Psychosocial factors are "the missing piece to the puzzle" that can lead to atrial fibrillation, or AFib, the study's lead author said. The findings were published Wednesday in the Journal of the American Heart Association.
"I see many postmenopausal women with picture-perfect physical health who struggle with poor sleep and negative psychological emotional feelings or experience, which we now know may put them at risk for developing atrial fibrillation," lead author Dr. Susan X. Zhao said in a news release. Zhao is a cardiologist at Santa Clara Valley Medical Center in California.
Traditional AFib risk factors include older age, high blood pressure, diabetes and obesity. The irregular heart rhythm may lead to blood clots, stroke, heart failure and other cardiovascular problems. AFib primarily affects older adults, and more than 12 million people in the U.S. are expected to develop it by 2030, according to American Heart Association statistics.

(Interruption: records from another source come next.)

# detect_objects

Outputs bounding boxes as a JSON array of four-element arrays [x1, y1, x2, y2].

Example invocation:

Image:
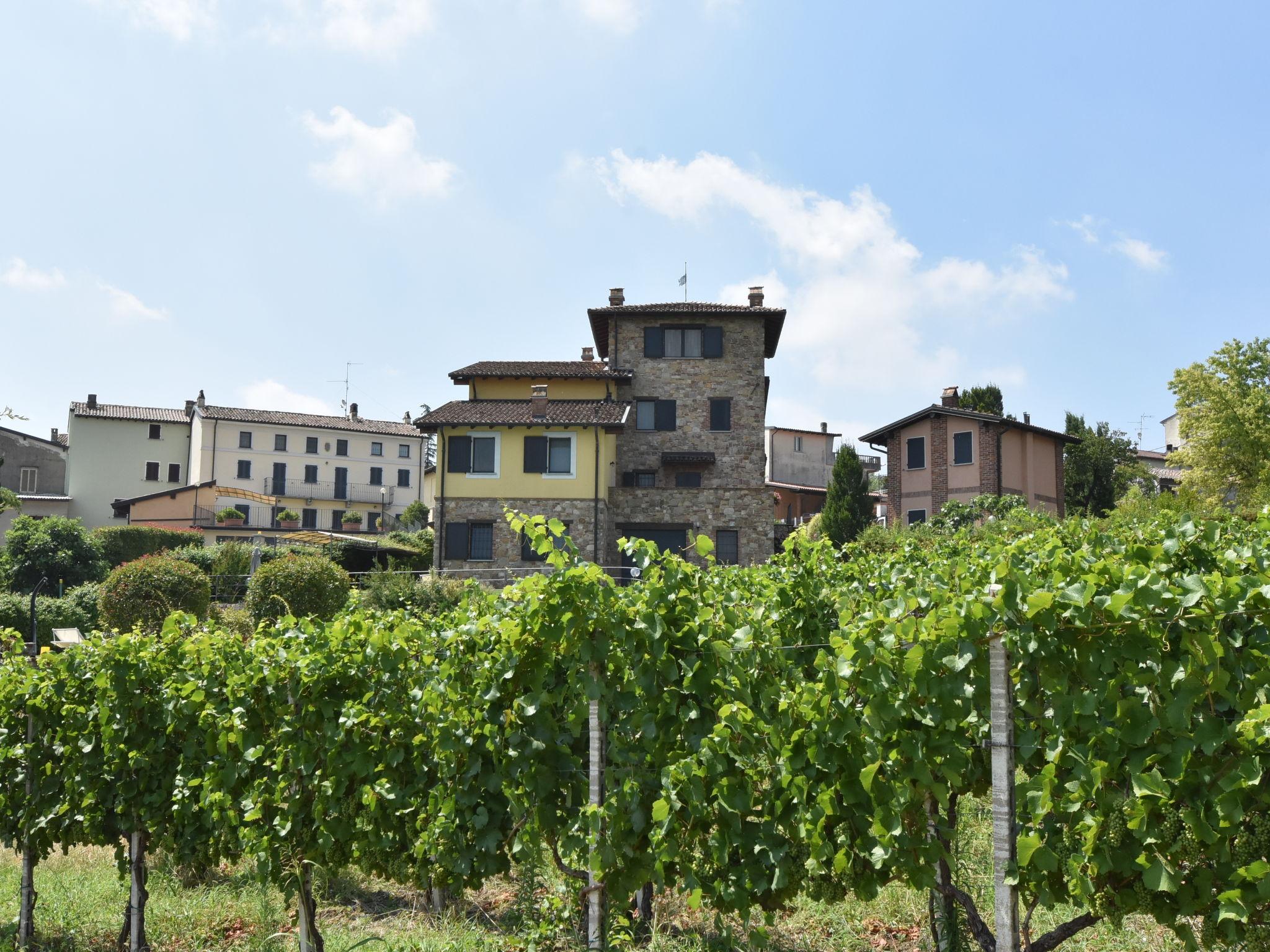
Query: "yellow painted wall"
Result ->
[[435, 426, 617, 500], [468, 377, 617, 400]]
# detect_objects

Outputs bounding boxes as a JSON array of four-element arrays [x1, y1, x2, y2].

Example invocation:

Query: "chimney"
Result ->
[[530, 383, 548, 420]]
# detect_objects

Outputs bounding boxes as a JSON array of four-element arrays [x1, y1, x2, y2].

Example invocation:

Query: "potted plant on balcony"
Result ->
[[216, 506, 246, 526]]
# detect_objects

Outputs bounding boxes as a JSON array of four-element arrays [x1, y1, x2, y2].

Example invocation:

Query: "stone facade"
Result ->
[[608, 311, 775, 563], [433, 498, 617, 581]]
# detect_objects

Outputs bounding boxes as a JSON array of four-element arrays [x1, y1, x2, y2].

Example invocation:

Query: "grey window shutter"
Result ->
[[446, 437, 473, 474], [701, 327, 722, 356], [644, 327, 665, 356], [445, 522, 468, 560], [653, 400, 674, 430], [525, 437, 548, 472]]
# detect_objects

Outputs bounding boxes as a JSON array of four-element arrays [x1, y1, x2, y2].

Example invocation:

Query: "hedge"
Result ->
[[90, 526, 203, 569], [98, 555, 212, 632], [246, 555, 353, 620], [0, 594, 97, 645]]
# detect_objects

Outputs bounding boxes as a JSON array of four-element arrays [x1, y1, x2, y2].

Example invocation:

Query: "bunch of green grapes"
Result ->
[[1231, 814, 1270, 866]]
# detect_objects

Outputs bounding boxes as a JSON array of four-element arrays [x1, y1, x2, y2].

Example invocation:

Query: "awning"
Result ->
[[216, 486, 278, 505]]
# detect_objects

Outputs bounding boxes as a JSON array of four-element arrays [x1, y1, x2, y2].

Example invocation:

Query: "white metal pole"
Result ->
[[988, 619, 1018, 952]]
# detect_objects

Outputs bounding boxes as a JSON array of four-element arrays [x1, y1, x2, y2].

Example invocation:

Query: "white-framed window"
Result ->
[[468, 433, 503, 480], [904, 437, 926, 472], [542, 433, 578, 480]]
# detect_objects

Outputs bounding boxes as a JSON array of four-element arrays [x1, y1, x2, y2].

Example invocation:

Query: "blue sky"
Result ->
[[0, 0, 1270, 459]]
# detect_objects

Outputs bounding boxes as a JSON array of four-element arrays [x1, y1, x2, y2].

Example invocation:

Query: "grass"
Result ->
[[0, 801, 1183, 952]]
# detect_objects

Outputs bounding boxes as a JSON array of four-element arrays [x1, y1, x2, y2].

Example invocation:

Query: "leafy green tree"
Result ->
[[960, 383, 1006, 416], [401, 499, 428, 529], [5, 515, 107, 591], [1063, 413, 1152, 515], [820, 446, 873, 546], [1168, 338, 1270, 503]]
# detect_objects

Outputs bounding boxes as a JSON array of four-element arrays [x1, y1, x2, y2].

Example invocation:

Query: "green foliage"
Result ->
[[89, 526, 203, 569], [0, 510, 1270, 948], [362, 570, 466, 615], [819, 444, 874, 546], [400, 499, 428, 529], [246, 555, 353, 620], [5, 515, 107, 591], [957, 383, 1006, 416], [1168, 338, 1270, 506], [1063, 413, 1155, 515], [97, 555, 211, 632]]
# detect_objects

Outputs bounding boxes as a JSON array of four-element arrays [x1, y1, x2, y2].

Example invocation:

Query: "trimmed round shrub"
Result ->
[[97, 555, 212, 632], [246, 555, 353, 620]]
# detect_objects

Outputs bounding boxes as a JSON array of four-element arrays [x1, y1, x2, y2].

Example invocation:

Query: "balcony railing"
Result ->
[[264, 476, 395, 505]]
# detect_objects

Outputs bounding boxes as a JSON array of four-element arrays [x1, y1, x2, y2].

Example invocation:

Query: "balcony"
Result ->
[[264, 476, 395, 505]]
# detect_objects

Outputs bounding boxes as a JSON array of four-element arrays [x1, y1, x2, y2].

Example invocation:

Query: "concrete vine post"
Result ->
[[587, 663, 605, 950], [988, 585, 1018, 952], [18, 579, 48, 948]]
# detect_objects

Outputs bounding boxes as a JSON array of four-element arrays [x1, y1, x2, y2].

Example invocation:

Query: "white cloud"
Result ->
[[572, 0, 645, 33], [303, 105, 457, 208], [1063, 214, 1099, 245], [0, 258, 66, 291], [238, 378, 338, 416], [97, 282, 167, 321], [1111, 235, 1168, 271], [94, 0, 217, 41], [592, 150, 1072, 396]]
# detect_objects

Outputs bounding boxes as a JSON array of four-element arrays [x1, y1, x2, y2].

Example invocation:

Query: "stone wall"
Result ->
[[433, 499, 610, 578], [605, 487, 775, 565], [608, 312, 767, 487]]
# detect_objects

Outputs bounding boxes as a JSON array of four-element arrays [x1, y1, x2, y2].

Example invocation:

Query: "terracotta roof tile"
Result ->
[[71, 400, 189, 423], [414, 400, 630, 430], [198, 405, 419, 437], [450, 361, 634, 381]]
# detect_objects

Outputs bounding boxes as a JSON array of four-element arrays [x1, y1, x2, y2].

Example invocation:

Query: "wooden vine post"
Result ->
[[18, 579, 48, 948], [988, 585, 1018, 952], [587, 661, 605, 950]]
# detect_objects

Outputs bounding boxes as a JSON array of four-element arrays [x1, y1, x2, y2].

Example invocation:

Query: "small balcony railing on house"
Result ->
[[264, 476, 395, 505]]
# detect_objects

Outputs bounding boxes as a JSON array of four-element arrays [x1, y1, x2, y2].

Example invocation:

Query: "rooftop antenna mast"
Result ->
[[326, 361, 362, 414]]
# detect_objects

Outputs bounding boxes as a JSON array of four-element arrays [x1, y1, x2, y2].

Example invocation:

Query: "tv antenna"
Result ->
[[326, 361, 362, 414]]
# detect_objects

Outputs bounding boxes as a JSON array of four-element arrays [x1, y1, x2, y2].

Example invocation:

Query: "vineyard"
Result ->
[[0, 514, 1270, 952]]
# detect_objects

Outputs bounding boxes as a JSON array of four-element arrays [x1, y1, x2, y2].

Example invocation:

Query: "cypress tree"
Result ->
[[820, 446, 874, 546]]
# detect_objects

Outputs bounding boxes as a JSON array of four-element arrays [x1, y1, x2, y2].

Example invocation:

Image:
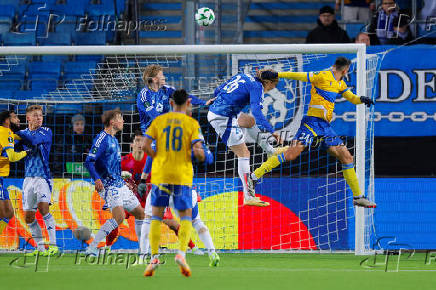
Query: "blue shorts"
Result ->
[[0, 176, 9, 200], [151, 184, 192, 210], [294, 116, 344, 149]]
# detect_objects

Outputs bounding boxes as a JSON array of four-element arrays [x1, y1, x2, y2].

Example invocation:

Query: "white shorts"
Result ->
[[207, 111, 245, 147], [23, 177, 52, 211], [99, 185, 141, 212]]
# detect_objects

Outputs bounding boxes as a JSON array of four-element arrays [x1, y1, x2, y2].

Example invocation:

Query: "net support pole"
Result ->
[[354, 45, 366, 255]]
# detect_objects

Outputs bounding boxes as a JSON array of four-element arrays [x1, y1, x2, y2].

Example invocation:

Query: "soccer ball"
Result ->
[[73, 226, 91, 241], [195, 7, 215, 26]]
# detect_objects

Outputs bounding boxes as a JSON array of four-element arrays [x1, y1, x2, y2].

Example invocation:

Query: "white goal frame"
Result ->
[[0, 43, 368, 255]]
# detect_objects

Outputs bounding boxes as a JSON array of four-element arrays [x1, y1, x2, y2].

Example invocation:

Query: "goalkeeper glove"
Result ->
[[138, 179, 147, 197], [360, 96, 374, 108], [260, 70, 279, 81]]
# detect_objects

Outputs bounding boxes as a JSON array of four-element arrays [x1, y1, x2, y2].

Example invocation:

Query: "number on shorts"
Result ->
[[223, 75, 245, 94], [163, 126, 183, 151]]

Previous studies have shown that because women live longer than men, they may face higher risk and worse outcomes related to AFib.
Researchers analyzed data of more than 83,000 women who participated in the Women's Health Initiative, an ongoing health study in the United States. The women's ages ranged from 50 to 79, and the majority were white.

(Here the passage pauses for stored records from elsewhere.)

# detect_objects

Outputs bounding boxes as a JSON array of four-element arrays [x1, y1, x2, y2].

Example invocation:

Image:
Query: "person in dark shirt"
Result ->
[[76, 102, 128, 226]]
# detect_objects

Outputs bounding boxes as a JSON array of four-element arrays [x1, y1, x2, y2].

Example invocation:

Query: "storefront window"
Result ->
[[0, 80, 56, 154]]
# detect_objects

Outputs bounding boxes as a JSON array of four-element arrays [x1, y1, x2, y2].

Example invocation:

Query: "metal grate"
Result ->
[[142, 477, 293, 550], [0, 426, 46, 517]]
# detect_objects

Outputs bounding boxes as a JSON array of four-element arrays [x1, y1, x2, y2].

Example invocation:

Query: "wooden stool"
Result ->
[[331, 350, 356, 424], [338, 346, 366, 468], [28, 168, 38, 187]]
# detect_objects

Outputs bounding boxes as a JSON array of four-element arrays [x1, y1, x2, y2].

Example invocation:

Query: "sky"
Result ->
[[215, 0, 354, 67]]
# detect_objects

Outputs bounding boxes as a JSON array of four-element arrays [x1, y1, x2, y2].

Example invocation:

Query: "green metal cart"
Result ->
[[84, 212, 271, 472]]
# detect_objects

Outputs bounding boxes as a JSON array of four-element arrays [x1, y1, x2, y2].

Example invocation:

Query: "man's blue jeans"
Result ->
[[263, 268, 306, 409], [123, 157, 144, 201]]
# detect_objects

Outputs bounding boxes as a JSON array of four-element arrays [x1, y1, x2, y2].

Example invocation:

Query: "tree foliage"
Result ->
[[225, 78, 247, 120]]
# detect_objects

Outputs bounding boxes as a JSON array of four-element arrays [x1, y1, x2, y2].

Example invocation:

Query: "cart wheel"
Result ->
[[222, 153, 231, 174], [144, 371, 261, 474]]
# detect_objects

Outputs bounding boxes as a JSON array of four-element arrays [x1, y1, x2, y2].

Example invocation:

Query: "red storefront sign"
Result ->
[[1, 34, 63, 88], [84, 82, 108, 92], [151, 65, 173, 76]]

The participants answered questions about stressful life events, such as the loss of a loved one, illness, divorce, financial pressure, and domestic, verbal, physical or sexual abuse. Questions about their sleeping habits focused on overall quality and if they had trouble falling asleep or woke up during the night. Other questions addressed their life and social supports and their sense of optimism.
More than 1 in 4 participants developed AFib during an average follow-up period of about a decade. For each additional point on the insomnia scale, there was a 4% higher likelihood of developing AFib. Each additional point on the stressful life event scale resulted in a 2% higher likelihood of the heart condition.
"The heart and brain connection has been long established in many conditions," Zhao said. AFib "is prone to hormonal changes stemming from stress and poor sleep. These common pathways likely underpin the association between stress and insomnia with atrial fibrillation." Stressful life events, however, though significant and traumatic, may not last long, she said.
The reliance on patient questionnaires at the start of the study limited the research, the authors said. They called for more research to confirm the links between psychosocial stress, emotional well-being and the development of AFib.